Alejandra is proud of her home. It is not a house, but a travel trailer, parked in a small space at the back of her mother-in-law’s house. We can reach the front door today because it hasn’t rained in a while.
Her husband had paid $1,500 or so for the trailer, buying it from a friend who had lived in it for ten years, who had bought it from a couple from Minnesota who, twenty years ago, had used it while traveling through Mexico.
So it is not a house, but it is their home.
“Before,” she said, “We would rent a small room from different people. But now we have a home.”
Alejandra gave me a tour–a small breakfast nook; a small cooking area, a very small bedroom, and a small, small, small bathroom with a smaller shower stall. There is no hot water, as the boiler burnt out some time ago.

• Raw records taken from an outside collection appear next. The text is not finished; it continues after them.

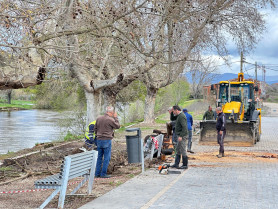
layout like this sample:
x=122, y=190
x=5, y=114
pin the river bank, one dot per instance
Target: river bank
x=21, y=169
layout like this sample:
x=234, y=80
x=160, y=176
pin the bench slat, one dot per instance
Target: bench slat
x=87, y=158
x=82, y=154
x=77, y=165
x=81, y=161
x=50, y=180
x=77, y=174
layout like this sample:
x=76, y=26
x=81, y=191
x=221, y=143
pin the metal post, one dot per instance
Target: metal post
x=256, y=72
x=142, y=152
x=241, y=62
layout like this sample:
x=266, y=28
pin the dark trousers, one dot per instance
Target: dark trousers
x=220, y=140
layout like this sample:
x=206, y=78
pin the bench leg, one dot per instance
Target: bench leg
x=49, y=198
x=64, y=183
x=92, y=173
x=80, y=185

No air conditioning either, which I noticed as soon as I entered. The word “sauna” came to mind at first, but then I remembered that in a sauna you are not wearing clothing, you go there by choice and you can leave whenever you want.
Alejandra closed the door.
Sweat streaming down my face, I told her that I had just lost ten pounds. She laughed and said, “Our trailer is a double-use–a home and a fitness center!”
The screens were intact on the small windows, mercifully keeping out the mosquitoes and flies. Her one year old son was napping in the bed. In the evenings, Alejandra explained, they made a small bed on the floor for him. “We have to be very careful if we get up in the middle of the night not to step on him,” she commented.
I carefully backed into the kitchen/dinette/living room. I sat at the small table while she poured me a glass of water, which she then sat upon a napkin.
She filled up a glass for herself, and then sat down opposite me. A drop of sweat fell from the tip of her nose. Alejandra sighed, and noted, “We are so blessed.”
Then she took a measured, small sip from her glass of water, and smiled again.
The details of my visit were misleading. I had found an obviously poor woman living in a hot, leaky trailer—and she seemed happy about this. “A simple soul,” the uncomplicated part of my brain deduced.
But then we continued to talk and I learned that while this was definitely her home, and while it was a step up from a rental room, it was just that—one more step.
Alejandra had larger things in mind, which involved a decent home for her boy to grow up in and in which her family would create their living space. What struck me most about our conversation, though, was how she continually included the wider community in her dreams. How she would refer, over and again, about how nice it will be when “all of us have decent places to live.”
Her present home was indeed small. Her dreams—not so much.